In this post, I will describe the main idea of quantitative trading and will demonstrate how it works using GAP trading model and appropriate timing tools. The modern trading algorithm based on a robust and sophisticated set of orders that reflect different execution styles and described in the post. In addition, you will be able to read about 3 major working rules for a Hedge fund. 1. Algorithm seeking to trade (set of rules and its backtest). 2. Volatility timing and 3. Implementation or received benefits from mitigated volatility to use leverage trading to boost strategy CAGR.
There are two major types of investments (portfolio investment and direct investment) Also third, that appeared for the last 20 years – quantitative investment. There are plenty of quantitative models to invest money and as an instance it are – pair trading, momentum trading, arbitrage, contango monetization, GAP trading. Quant means that all these trading ideas prior to being applied to the trading process has to be matched or interconnected with a set of rules that will lead to the ability to measure the expected result. It is a system where trader starts to trade just following to trading “road map” that measuring outcomes based on different assumptions. Sounds difficult and I will explain using GAP trading set of rules
1) Time (last second of market close or every 5 sec prior to market close open long position.
2) Side of trade – BUY
3) Instrument– SPY (SPX500 etf).
4) Type of order market on close (MOC). Trade frequency – everyday as stock market venue open. This is a set of market in rules.
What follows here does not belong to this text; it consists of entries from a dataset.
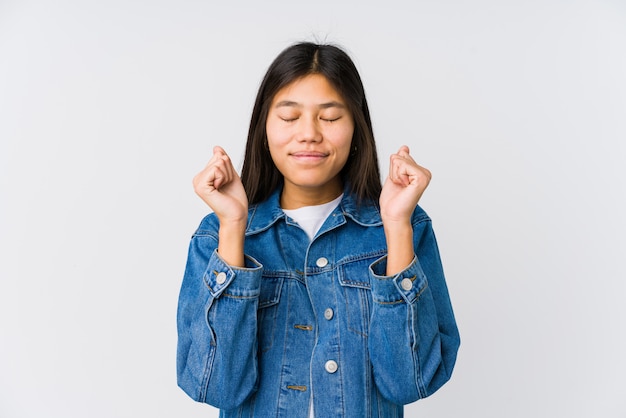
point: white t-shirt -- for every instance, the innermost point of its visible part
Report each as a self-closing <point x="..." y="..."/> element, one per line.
<point x="311" y="218"/>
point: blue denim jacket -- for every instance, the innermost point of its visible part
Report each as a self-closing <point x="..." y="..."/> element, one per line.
<point x="316" y="319"/>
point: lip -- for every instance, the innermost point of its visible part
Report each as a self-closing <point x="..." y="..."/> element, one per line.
<point x="309" y="155"/>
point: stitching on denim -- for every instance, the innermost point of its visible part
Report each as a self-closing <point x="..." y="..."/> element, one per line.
<point x="303" y="327"/>
<point x="395" y="302"/>
<point x="230" y="295"/>
<point x="297" y="387"/>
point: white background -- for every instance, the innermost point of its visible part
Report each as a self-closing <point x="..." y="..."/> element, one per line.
<point x="108" y="109"/>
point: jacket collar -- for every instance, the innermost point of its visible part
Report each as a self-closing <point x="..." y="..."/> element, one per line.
<point x="263" y="215"/>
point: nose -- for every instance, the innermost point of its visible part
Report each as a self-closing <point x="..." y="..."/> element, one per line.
<point x="309" y="130"/>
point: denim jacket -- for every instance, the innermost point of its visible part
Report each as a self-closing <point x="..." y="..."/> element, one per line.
<point x="314" y="321"/>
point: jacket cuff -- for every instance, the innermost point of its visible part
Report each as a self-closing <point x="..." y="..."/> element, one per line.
<point x="406" y="286"/>
<point x="244" y="282"/>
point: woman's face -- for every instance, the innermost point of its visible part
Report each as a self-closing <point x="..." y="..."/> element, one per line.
<point x="309" y="134"/>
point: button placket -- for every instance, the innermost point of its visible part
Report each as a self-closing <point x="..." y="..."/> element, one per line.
<point x="220" y="278"/>
<point x="329" y="313"/>
<point x="331" y="366"/>
<point x="321" y="262"/>
<point x="406" y="284"/>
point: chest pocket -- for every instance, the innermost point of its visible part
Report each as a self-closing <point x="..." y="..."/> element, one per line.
<point x="268" y="311"/>
<point x="356" y="290"/>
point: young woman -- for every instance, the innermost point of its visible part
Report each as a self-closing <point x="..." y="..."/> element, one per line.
<point x="310" y="290"/>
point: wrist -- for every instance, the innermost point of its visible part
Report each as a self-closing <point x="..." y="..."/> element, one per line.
<point x="231" y="243"/>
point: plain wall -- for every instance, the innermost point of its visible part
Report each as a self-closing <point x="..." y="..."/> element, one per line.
<point x="109" y="108"/>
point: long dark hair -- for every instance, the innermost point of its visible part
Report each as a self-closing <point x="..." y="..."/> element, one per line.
<point x="259" y="175"/>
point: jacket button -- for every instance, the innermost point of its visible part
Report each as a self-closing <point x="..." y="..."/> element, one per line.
<point x="406" y="284"/>
<point x="331" y="366"/>
<point x="321" y="262"/>
<point x="328" y="314"/>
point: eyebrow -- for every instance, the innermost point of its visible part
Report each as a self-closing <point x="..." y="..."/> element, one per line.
<point x="289" y="103"/>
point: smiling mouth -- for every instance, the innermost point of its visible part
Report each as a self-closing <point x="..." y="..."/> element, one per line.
<point x="309" y="155"/>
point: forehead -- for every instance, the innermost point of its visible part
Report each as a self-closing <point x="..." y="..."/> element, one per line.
<point x="312" y="89"/>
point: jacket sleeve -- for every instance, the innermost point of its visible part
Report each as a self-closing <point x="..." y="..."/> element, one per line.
<point x="217" y="324"/>
<point x="413" y="334"/>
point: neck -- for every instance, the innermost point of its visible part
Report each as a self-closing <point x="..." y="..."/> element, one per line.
<point x="294" y="197"/>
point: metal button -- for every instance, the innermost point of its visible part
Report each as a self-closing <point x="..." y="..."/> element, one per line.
<point x="331" y="366"/>
<point x="328" y="314"/>
<point x="321" y="262"/>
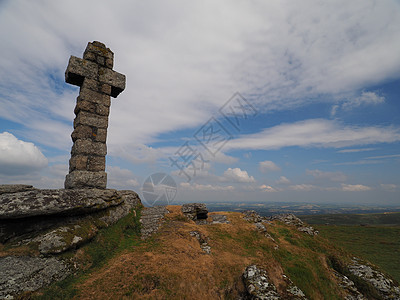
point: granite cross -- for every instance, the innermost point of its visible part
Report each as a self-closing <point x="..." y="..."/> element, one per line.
<point x="97" y="82"/>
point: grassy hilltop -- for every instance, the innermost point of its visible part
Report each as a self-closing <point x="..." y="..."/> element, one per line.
<point x="117" y="264"/>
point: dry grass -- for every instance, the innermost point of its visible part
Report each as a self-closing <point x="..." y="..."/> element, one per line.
<point x="171" y="264"/>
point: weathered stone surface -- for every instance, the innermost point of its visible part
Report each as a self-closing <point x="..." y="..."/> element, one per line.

The market out rules. 1) Close open position on first available price (market print) to make position equal to zero(Market on open order). 2) Maturity of Position maintenance – overnight (it is idea of GAP trading).
GAP strategy trading backtest and its result vs SPY buy and hold (cost of transaction not included)
GAP strategy and SPY buy and hold drawdown comparison. DD modification and its calibration using different leverage ratios.
As you may note – to be on the market using GAP strategy has almost the same results as SPY passive investment since 1993 to the current time. I use a simplified way to make a judgment about strategy efficiency using Drawdown (DD) comparison as key criteria. For deeper assessments, make a sense additionally to use Soriano and Calmar ratios.
DD comparison shows that GAP strategy results much better from DD perspectives and it creates room to apply leverage. This is a key element of leverage based trading in quantitative investments that use the principle of equivalency.
What does it mean? Investor ready to accept the risk of investments in SPY. It is a crucial idea that works for Buy and Hold and GAP strategy because in both cases only one instrument is tradable – SPY. It is equivalent risk – do I owning SPY with buy and hold or GAP strategy x 1,6. Conclusion. Best ever way for trading – to mitigate volatility as much as you can and trade it using leverage. In all other cases, the advantages of Leverage is gambling and it will be better to stay away from it.
GAP strategy with boosted return from using of leverage 1.6x
Trading metrics summary and results
As you may see 1.6x Leveraged trading of Gap strategy in 4 times better then SPY buy and hold with almost the same DD metrics. Hence, the Hedge fund with a goal to trade GAP and overrun the passive investments return can be launched. Positive alpha created CAGR of GAP strategy 13.47% vs 7.42% of SPX buy and hold. That is a great result +6% to CAGR with the same risk metrics.
Issues. Probably now after reading what I wrote about GAP strategy, you can decide “Oh great I will start from today to trade it”. All not so simple. Wall Street never gives free advice and do not creates an opportunity for everybody. This GAP trading part of the big model of market making. Etoro as instance and all other retail brokers have a huge commission for round trip trade on a daily basis. Also, retail brokers very rarely give the ability to execute a transaction using MOC or MOO orders, market imbalances and dark pools that distribute liquidity among major players.
Solution. Sound simple – take DMA (direct market access) using the proprietary firm for trading. Use stocks for lending it overnight and receive % and dividends. It is an institutional approach that why quantitative trading is acting like casino owner and will never lose.